Abstract

Harsh and unpredictable environments have been assumed to favor the evolution of better learning abilities in animals. At the same time, individual variation in learning abilities might be associated with variation in other correlated traits potentially forming a behavioral syndrome. We have previously reported significant elevation-related differences in spatial memory and the hippocampus in food-caching mountain chickadees. Here, we tested for elevation-related differences in novel environment exploration, neophobia, and social dominance—behavioral traits previously thought to correlate with individual variation in cognition, using different birds from the same elevations. Compared to low-elevation birds, high-elevation chickadees were slower at novel environment exploration, but there were no detectable differences in neophobia. High-elevation chickadees were also socially subordinate to low-elevation chickadees in pairwise interactions.
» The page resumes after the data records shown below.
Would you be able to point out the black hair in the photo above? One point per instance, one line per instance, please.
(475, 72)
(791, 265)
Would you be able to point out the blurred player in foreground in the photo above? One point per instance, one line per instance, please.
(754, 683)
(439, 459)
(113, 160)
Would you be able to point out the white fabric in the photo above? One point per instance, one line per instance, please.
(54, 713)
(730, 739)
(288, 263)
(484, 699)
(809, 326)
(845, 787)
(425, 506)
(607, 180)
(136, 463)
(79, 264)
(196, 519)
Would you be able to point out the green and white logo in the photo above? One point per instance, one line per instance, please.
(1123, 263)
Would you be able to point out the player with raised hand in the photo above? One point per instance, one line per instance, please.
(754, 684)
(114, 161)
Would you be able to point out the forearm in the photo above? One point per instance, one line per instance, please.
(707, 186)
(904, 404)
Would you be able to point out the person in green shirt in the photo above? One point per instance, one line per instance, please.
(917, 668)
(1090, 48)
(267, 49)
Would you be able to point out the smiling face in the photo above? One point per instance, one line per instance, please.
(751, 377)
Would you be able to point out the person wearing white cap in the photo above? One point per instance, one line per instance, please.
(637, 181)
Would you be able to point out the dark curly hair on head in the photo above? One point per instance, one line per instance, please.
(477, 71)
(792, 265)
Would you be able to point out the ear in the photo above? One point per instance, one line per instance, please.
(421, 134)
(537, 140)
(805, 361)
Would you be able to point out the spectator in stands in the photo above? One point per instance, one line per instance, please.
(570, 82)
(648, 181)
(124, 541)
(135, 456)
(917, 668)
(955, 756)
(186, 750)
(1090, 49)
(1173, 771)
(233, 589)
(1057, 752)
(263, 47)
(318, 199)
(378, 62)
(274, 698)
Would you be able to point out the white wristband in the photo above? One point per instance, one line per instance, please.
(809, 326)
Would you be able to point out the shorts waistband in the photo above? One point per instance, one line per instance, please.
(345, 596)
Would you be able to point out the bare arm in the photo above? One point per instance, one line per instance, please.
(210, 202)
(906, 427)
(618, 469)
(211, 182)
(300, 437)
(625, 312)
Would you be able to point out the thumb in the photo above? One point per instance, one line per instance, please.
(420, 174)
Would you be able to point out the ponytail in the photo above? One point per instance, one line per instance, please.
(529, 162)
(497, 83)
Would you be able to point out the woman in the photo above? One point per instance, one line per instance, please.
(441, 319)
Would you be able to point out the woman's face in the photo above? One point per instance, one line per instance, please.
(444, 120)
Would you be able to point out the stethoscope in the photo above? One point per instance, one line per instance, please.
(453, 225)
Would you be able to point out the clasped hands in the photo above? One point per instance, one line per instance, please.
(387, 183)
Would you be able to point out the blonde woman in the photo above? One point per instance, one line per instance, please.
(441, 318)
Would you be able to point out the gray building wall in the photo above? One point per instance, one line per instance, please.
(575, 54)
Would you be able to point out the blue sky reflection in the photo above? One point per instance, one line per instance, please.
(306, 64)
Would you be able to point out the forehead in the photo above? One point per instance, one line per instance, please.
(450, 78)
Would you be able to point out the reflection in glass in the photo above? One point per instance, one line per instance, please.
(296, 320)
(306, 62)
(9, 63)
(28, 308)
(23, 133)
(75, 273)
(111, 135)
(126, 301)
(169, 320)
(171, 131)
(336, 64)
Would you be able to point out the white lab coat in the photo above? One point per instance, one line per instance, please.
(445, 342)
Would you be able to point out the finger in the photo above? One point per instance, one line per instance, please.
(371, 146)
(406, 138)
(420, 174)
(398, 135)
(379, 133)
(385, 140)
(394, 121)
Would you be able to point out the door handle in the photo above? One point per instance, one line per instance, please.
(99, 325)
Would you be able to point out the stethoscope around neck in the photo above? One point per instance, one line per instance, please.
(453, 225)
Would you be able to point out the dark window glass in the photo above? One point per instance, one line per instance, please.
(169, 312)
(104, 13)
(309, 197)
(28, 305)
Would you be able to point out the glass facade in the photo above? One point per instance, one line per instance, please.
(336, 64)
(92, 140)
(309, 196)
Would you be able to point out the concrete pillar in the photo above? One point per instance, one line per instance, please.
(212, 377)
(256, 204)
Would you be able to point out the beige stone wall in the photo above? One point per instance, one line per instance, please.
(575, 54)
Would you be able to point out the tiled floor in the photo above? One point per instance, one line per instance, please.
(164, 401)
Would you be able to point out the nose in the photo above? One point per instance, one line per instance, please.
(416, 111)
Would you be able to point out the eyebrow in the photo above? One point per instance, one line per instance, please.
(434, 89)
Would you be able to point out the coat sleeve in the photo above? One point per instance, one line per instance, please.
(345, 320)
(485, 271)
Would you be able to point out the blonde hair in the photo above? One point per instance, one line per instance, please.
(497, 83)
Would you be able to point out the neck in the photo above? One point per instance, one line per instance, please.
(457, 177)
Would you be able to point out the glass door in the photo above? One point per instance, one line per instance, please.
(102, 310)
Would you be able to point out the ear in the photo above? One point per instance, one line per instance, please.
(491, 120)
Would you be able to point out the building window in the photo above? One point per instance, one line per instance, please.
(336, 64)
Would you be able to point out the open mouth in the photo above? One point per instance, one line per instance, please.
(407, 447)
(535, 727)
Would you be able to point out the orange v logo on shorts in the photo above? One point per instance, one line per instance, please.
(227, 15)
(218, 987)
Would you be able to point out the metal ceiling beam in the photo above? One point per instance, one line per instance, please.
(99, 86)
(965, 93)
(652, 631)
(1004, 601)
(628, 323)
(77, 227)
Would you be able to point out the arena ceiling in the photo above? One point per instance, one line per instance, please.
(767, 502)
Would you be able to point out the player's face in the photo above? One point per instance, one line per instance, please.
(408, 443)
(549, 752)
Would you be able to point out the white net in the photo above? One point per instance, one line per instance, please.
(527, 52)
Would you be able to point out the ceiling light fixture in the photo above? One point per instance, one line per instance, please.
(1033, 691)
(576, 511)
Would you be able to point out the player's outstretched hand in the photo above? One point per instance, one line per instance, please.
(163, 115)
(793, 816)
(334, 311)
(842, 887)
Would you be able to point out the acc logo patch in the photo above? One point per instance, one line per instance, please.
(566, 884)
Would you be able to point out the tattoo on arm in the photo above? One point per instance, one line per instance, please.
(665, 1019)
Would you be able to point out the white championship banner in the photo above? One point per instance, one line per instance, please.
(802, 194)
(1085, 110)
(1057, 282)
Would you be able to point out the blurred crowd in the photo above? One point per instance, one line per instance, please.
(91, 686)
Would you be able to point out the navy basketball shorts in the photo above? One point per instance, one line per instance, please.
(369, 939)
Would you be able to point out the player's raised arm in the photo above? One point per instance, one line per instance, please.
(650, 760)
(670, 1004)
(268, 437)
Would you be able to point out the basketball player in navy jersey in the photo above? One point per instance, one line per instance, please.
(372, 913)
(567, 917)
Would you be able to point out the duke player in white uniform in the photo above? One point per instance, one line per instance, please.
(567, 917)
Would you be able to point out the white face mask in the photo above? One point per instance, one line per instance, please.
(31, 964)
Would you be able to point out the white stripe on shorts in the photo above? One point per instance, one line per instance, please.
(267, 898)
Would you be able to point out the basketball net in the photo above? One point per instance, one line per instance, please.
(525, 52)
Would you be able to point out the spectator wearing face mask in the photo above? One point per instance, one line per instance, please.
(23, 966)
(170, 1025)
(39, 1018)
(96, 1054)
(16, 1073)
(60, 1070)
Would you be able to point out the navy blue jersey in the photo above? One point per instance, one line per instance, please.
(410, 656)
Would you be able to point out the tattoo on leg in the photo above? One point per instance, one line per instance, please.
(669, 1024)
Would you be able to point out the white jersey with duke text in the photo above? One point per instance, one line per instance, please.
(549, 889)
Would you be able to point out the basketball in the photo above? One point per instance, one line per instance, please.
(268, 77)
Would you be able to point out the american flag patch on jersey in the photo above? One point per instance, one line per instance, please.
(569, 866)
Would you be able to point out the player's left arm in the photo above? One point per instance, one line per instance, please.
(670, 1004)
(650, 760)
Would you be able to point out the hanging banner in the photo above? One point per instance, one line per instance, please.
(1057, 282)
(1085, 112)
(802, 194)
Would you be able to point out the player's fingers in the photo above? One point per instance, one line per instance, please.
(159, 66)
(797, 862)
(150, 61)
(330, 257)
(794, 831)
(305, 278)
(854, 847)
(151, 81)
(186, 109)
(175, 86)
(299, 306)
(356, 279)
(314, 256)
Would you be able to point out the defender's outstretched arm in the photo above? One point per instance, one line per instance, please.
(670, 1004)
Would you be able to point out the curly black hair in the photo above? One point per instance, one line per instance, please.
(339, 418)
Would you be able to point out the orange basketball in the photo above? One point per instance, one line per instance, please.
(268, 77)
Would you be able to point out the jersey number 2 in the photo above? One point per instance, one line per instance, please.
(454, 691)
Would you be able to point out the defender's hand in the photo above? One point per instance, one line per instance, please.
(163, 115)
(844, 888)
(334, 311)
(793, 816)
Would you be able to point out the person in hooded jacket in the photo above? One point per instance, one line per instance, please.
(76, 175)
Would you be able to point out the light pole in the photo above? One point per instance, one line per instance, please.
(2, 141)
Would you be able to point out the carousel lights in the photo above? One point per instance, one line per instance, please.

Considering previously reported elevation-related differences in cognition and the brain, our results suggest, however indirectly, that elevation-related variation in spatial memory might be associated with differences in novel environment exploration and in ability to obtain a high social rank in winter social groups. Whether these behavioral traits represent a behavioral syndrome or whether climate might affect these traits independently, our results suggest that multiple differences between elevations might assist with elevation-related separation. High-elevation chickadees would likely experience higher mortality if they move to lower elevation due to their low social dominance status and low-elevation chickadees might experience higher mortality if they move to higher elevation due to reduced memory ability and lack of behavioral adaptations to colder climate.